Picasso might not have been a fan of computers, but they've changed quite a bit since way back in the 20th Century - and much of what they're used for today has absolutely nothing to do with generating answers. Whether the master would have considered software like Photoshop to be a legitimate artistic tool is anyone's guess, but an even more interesting question is what he would have thought of the ability for anyone to create their own 'Picassos' online. The artist's encounter with Mr. Picassohead would definitely have been interesting.
But since Pablo's gone, Mr. Picassohead will simply have to entertain the rest of us. As you may have gathered from the name, this interactive diversion follows the conventions of Mr. Potato Head in constructing home-made portraits, but uses Cubist elements in the choices of construction material. And while it's possible that a few surfers might gain some useful academic insight about the Cubist movement during their visits, the purpose of the site is simply recreation. Play. Which is to say, art in it's purest form.
The visitor's first encounter with the site is a sparse and attractive splash page, offering the options of moving into a Gallery of visitor-submitted artwork or proceeding to the 'Play' area. Play's Flash based application presents the budding artist with a blank canvas and an index of various interchangeable artistic elements - such as eyes, noses, hair, and abstract shapes. (The Index also offers the ability to add your signature -in Picasso's hand, of course- to your masterpiece.) Each element offers nine variations on its theme, any or all of which can be simply drag-and-dropped onto the canvas as many times as desired. (Thinking of a canvas with 23 eyes, one ear and no noses? Feel free.)
Along the bottom of the screen, a series of icons facilitates such refinements as selecting a color for each element, changing its size or orientation, and even choosing its 'layered' position in relation to the other components. (Do you want that ear to sit in front of, or behind the eyes?)
Any element can be changed at any time, and even deleted entirely via the familiar option of the Trash icon. Finalized works can be saved to the onsite Gallery, and if you're particularly proud of a creation, emails can be sent to your public with a link to your particular space on the wall. As an indicator of the site's popularity, there were more than 117,000 images in the Gallery as of Feb. 1 - and it's a good thing that there's a keyword search for patrons pressed for time.
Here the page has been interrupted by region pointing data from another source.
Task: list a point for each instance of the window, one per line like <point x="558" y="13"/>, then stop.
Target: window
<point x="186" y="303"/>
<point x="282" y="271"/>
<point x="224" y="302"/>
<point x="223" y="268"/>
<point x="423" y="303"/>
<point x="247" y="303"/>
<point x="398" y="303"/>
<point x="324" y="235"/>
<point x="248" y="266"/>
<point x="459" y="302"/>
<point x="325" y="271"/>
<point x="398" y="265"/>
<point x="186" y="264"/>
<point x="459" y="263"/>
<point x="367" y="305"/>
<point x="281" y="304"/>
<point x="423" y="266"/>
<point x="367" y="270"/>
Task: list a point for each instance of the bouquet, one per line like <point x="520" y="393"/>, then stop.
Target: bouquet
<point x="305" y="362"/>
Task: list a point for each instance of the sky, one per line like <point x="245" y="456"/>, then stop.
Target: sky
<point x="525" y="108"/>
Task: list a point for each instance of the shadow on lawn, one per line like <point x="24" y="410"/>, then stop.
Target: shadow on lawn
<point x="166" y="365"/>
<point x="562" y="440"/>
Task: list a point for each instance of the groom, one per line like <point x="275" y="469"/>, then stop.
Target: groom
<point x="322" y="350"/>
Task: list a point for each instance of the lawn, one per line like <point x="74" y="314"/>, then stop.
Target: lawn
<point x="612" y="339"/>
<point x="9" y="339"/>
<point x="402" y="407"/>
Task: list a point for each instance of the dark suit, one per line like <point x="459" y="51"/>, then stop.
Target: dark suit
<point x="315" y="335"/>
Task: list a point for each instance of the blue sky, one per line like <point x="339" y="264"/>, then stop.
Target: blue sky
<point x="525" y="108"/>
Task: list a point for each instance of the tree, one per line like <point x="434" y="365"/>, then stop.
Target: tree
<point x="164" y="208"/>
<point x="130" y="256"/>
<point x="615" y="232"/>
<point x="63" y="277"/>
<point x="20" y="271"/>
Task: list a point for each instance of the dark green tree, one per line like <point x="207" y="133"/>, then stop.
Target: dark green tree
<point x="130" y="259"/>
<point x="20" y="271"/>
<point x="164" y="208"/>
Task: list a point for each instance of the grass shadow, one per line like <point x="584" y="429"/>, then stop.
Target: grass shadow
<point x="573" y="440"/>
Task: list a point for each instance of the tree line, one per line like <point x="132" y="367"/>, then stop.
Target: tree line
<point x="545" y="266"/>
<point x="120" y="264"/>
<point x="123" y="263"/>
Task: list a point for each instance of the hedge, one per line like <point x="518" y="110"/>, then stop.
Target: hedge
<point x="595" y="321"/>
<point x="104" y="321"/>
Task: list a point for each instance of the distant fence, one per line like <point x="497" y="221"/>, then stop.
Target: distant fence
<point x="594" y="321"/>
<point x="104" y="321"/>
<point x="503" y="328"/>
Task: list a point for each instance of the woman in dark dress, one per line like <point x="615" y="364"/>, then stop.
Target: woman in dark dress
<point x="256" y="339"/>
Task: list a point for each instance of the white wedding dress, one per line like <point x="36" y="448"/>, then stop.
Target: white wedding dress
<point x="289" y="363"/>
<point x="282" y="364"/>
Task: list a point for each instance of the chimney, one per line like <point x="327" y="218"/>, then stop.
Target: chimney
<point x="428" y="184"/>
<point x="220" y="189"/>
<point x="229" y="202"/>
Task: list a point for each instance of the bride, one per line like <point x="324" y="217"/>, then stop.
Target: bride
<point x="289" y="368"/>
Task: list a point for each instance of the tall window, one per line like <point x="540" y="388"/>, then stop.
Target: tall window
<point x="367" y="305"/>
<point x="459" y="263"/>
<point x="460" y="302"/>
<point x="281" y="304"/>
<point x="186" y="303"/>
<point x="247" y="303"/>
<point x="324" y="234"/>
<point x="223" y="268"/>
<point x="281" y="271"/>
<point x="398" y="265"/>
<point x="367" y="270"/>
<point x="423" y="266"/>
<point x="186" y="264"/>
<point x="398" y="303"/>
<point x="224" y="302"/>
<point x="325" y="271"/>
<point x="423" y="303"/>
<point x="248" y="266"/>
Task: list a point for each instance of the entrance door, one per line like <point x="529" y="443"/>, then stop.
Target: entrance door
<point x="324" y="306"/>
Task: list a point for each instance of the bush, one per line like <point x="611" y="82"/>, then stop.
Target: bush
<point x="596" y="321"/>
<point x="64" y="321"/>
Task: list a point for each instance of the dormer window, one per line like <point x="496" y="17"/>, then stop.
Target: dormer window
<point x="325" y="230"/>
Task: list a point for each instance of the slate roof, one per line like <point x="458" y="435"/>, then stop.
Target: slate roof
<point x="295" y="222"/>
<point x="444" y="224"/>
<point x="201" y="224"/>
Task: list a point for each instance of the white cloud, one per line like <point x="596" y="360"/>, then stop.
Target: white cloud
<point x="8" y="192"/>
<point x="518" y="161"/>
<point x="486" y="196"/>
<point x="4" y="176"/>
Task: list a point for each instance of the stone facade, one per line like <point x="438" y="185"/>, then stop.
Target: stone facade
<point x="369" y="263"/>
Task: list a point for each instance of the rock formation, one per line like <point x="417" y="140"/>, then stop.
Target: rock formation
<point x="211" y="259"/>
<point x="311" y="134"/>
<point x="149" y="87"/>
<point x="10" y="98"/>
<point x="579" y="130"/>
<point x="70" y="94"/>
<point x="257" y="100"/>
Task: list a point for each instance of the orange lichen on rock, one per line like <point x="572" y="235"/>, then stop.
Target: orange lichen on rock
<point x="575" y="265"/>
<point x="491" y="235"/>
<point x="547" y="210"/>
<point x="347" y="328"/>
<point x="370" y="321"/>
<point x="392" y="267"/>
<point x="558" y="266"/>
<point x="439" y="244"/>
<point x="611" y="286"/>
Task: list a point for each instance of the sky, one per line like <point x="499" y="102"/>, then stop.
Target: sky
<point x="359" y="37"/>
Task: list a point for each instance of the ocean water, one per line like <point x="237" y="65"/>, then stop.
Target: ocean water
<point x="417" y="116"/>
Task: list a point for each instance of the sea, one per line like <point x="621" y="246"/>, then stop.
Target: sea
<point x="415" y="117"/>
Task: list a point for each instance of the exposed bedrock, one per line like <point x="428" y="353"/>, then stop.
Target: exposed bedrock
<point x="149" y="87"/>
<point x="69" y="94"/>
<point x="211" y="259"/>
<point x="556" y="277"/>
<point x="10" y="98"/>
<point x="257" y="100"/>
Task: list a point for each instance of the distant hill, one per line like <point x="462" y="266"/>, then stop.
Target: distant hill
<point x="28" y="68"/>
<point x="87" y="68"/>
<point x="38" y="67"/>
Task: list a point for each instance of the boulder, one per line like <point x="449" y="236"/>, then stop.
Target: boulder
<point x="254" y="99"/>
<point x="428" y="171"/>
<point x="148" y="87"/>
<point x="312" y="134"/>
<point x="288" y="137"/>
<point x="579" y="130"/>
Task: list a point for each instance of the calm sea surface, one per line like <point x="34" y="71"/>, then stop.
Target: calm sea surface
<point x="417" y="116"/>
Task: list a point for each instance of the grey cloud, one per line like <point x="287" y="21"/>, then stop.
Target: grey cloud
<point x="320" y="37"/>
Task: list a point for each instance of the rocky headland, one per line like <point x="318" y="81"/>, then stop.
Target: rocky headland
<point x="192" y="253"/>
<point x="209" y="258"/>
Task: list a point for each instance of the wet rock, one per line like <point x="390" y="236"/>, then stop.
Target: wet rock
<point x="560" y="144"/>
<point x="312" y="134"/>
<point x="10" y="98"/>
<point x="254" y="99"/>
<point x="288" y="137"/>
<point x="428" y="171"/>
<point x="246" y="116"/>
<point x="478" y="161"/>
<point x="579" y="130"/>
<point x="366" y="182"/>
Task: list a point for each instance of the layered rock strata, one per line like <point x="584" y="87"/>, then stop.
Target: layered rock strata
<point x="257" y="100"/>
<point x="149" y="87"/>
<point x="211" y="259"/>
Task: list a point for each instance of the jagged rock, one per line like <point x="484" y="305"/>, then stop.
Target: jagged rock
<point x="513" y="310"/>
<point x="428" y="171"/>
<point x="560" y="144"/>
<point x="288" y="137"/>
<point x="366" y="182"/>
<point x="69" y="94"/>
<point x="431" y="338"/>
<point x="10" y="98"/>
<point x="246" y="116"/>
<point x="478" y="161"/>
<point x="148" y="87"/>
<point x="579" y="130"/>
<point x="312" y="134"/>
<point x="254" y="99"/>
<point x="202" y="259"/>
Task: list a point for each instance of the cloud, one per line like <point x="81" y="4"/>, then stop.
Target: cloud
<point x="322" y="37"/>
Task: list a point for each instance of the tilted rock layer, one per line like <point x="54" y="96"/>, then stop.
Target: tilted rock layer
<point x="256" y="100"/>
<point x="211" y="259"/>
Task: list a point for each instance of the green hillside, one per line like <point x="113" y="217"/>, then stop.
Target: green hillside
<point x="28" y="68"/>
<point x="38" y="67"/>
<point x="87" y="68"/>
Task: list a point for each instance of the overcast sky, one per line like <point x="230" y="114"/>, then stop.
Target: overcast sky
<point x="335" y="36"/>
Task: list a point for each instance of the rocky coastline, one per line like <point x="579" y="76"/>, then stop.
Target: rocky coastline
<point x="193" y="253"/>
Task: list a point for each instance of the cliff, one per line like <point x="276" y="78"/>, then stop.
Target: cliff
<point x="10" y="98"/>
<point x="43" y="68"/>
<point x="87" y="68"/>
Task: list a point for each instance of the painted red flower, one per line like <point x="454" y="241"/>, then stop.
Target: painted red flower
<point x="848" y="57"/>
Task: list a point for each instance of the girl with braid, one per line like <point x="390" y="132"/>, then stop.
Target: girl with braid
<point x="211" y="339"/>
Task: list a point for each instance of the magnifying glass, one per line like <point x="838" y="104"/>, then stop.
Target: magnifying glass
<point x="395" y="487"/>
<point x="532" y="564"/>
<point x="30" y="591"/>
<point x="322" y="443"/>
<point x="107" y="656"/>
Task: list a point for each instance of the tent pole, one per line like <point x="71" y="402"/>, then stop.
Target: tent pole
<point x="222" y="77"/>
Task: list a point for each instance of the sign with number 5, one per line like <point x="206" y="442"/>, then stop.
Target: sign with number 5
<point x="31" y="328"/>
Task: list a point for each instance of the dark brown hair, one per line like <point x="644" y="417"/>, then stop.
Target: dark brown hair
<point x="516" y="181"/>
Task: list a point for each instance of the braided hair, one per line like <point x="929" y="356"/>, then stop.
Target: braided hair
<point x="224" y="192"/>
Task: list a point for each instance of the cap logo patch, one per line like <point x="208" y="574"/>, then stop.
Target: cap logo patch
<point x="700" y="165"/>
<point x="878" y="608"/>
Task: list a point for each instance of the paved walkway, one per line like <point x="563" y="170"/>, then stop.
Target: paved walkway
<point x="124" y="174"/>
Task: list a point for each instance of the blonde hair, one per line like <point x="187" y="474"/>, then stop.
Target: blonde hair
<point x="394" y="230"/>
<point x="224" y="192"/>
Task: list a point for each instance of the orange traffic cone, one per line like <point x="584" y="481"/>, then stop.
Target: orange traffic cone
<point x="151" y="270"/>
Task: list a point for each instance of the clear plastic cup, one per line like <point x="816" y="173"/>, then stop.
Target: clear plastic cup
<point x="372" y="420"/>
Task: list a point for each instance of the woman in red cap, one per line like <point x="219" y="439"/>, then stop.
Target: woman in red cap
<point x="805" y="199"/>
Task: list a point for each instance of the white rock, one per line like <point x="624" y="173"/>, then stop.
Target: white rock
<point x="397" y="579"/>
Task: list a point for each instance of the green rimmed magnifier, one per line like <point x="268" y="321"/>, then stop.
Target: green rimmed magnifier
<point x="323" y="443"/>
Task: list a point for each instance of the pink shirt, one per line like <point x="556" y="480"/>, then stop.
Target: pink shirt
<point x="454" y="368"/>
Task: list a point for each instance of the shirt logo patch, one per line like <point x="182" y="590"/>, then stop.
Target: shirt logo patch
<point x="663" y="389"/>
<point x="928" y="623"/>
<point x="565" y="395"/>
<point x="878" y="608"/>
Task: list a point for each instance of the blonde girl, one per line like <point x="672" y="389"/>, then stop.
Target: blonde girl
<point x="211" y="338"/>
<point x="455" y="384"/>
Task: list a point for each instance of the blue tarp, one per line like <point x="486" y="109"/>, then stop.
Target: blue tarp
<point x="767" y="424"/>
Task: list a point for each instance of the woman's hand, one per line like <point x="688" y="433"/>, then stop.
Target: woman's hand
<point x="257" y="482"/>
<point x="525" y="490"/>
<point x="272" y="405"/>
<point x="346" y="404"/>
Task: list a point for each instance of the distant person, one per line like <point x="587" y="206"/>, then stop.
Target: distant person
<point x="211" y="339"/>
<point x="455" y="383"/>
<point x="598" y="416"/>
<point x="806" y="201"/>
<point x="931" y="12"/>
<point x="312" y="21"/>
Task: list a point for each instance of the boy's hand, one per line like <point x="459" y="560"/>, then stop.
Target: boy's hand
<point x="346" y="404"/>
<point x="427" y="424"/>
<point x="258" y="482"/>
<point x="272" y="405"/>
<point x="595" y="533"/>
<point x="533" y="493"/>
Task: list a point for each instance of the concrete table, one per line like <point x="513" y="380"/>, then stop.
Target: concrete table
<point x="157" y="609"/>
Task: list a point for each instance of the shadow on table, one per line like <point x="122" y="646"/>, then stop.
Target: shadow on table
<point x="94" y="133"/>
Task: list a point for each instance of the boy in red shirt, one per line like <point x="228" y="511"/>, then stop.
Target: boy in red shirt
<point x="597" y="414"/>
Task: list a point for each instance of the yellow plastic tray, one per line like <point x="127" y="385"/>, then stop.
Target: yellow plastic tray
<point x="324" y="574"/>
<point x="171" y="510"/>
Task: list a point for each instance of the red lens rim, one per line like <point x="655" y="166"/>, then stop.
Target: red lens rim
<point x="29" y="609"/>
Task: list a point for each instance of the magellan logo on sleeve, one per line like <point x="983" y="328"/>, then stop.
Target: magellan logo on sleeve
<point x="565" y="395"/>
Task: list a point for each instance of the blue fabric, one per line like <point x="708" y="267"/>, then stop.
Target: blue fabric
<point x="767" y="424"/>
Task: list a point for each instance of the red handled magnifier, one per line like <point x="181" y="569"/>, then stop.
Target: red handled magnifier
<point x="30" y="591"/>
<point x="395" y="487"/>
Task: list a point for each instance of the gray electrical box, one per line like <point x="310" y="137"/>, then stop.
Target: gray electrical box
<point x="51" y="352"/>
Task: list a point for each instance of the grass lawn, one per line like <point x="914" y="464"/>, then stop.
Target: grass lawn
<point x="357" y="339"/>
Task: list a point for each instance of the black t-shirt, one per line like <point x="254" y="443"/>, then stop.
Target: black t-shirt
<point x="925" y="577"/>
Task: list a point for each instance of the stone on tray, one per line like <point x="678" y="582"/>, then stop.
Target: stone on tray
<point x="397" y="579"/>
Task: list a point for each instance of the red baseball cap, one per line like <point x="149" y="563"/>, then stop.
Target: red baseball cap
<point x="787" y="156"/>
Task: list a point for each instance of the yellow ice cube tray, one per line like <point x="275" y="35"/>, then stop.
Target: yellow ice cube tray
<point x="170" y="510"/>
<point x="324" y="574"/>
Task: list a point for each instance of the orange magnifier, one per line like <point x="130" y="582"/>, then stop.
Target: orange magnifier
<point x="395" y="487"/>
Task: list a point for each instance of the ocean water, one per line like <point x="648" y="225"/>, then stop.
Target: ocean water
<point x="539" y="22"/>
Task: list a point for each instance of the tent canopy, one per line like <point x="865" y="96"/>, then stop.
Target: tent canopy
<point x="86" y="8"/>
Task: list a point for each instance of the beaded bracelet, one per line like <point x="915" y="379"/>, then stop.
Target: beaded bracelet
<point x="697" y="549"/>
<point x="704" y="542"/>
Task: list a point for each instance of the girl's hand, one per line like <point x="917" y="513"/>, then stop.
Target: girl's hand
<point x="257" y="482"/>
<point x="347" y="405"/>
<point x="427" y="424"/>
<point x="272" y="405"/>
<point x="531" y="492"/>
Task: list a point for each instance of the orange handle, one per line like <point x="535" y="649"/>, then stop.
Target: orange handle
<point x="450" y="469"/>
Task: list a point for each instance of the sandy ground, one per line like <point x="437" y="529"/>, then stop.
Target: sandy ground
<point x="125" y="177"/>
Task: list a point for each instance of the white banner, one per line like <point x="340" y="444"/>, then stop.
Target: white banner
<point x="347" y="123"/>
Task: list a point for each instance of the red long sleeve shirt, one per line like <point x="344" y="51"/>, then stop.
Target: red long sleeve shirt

(By the way, if being Picasso makes you want to learn a bit more about that other Picasso, Artcyclopedia's Picasso listing holds more than 100 direct museum links and a dozen online image archives, as well as magazine articles and multi-media presentations. If you'd like to make a more in-depth examination of a specific work, The National Gallery of Art has an interactive exploration of Picasso's The Tragedy - using infrared and x-ray images to reveal previous works below the final oil-on-wood painting. A QuickTime animation is also available to illustrate the various stages in the painting's evolution.)
"Every child is an artist. The problem is how to remain an artist once he grows up." Picasso.
For a bit of meaningless diversion, Mr Picassohead is a surprisingly flexible application, and the site design has the pages looking good even before being adorned with visitor masterpieces. The intuitive interface and quick response times encourage surfers to stay and play a while, and -if only for the duration of the visit- reconnect with the child/artist within.